La sangsue a un effet immédiat et local, comparable à celui d'une petite saignée, mais avec moins de douleur et avec le bénéfice supplémentaire d'une liquéfaction du sang (qui améliore le retour veineux avec pour inconvénient cependant de causer un saignement de la plaie durant de 6 à 12 heures environ).

Ce sont principalement les différentes substances contenues dans la salive de la sangsue qui sont efficaces. On a détecté près de 60 protéines salivaires différentes chez les sangsues, notamment :  l'hirudine (anticoagulant, principal responsable de la fluidification du sang), l'apyrase et la collagénase et la caline (inhibiteurs de l’agrégation plaquettaire), la destabilase (qui dissous les caillots sanguins), l'hyaluronidase (inhibiteur du facteur Xa), les fibrinases I et II (anticoagulants), l'égline qui est un anti-inflammatoire puissant.

Les bienfaits des sangsues s’étendent à de nombreux domaines : indiquées pour les douleurs du dos, arthroses en particulier du genou et du pouce, entorses, tendinites, hématomes, ostéoarthrite, furoncles, abcès, panaris, hypertension, hémorroïdes, période (règles) absente ou douloureuse, apoplexie, angine de poitrine, infarctus, congestions veineuses dans les varices et en chirurgie réparatrice et reconstructive. Elles sont contre-indiquées dans les troubles de la coagulation sanguine (déficit de coagulation induit par un médicament, ou hémophilie), anémie grave, immunosuppression.

Plusieurs espèces de sangsues sont capturées pour cet usage depuis l'Antiquité, dans leur environnement naturel (étangs, cours d'eau lents, mares, bassins) où elles vivent. La plupart des espèces utilisés sont du genre Hirudo mais d'autres espèces et genres peuvent être utilisées. De nos jours au moins quatre espèces (et leurs variants et/ou sous-espèces, selon les auteurs et époques) forment un complexe taxonomique et ont été privilégiées en Europe pour leur facilité de conservation et pour leur relative docilité (elles survivent un an avec un seul repas de sang et ne s'attaquent pas entre elles) : Hirudo medicinalis (= Hirudo officinalis Savigny 1822), ou « sangsue médicinale européenne », Hirudo verbana Carena, 1820 ou « sangsue médicinale méditerranéenne » souvent élevée à la place de Hirudo officinalis, Hirudo orientalis ou « sangsue médicinale caucasienne » (en réalité transcaucasienne) considérée depuis 2005 comme une espèce à part entière et antérieurement considérée comme une variante orientale d’Hirudo medicinalis et parfois aussi dénommée sangsue de Perse ou sangsue géorgienne (selon un spécialiste russe des sangsues E.I Lukin en 197620), Hirudo troctina Johnson, 1816 ou « sangsue médicinale nord-africaine » autrefois dénommée « dragons » ou « sangues-dragons » par les marchands de sangsues médicinales.

Histoire

Les sangsues médicinales sont utilisées à des fins thérapeutiques depuis plus de deux millénaires dans plusieurs civilisations (Arabie, Chine, Inde, Égypte et Occident). La première mention documentée est un tombeau égyptien daté d'environ 1500 avant notre ère.
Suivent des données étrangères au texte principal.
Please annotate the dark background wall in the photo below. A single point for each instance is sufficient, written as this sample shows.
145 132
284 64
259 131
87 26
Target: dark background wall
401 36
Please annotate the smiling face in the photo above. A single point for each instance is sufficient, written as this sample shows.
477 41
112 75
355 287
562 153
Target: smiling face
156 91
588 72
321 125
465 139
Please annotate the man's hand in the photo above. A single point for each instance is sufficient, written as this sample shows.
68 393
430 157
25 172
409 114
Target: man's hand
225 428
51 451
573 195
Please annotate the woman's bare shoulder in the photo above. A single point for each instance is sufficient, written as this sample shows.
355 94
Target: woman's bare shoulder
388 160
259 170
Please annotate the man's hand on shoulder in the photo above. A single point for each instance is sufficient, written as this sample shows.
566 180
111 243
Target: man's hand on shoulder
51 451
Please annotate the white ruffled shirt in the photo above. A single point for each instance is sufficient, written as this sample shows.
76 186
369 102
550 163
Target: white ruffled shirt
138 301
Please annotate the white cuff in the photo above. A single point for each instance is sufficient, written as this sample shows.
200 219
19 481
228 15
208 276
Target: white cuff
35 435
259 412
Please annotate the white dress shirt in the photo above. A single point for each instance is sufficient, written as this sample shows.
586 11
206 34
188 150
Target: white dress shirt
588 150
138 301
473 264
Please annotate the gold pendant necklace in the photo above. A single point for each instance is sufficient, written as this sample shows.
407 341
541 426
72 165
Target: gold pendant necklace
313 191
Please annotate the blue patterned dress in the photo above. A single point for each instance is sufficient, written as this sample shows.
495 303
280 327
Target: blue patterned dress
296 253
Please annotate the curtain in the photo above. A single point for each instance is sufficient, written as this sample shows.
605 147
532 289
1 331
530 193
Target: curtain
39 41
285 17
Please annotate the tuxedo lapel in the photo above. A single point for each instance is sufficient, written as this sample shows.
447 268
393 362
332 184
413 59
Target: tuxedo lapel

L'utilisation s'est poursuivie durant l'antiquité grecque et romaine. 100 ans av. J.-C., Horace fait allusion à la faculté des sangsues d'absorber le sang, Thémison de Laodicée en parle. Un siècle après, Pline l'Ancien les recommande contre le gonflement des hémorrhoïdes. En 360 Oribase les prescrit contre l'inflammation des yeux alors que Paul d'Égine (Paul Éginète) les utilise contre les fièvres inflammatoires. En 445 Aétius les juge efficace contre la manie.

Au fil des âges elles sont utilisées pour soigner les laryngites aigües, les néphrites, des névralgies, l'épistaxis, des ophthalmies, des gastrites aigües, la scarlatine, l'appendicite, les AVC (congestions cérébrales).

Au Moyen Âge, vers 1020, dans son "Canon", Avicenne considére que l'application de sangsues est plus utile que l'utilisation de ventouses pour "retirer le sang des parties du corps les plus profondes" et propose également leur utilisation pour le traitement de maladies de la peau. L'utilisation de sangsues est alors devenue une méthode thérapeutique populaire.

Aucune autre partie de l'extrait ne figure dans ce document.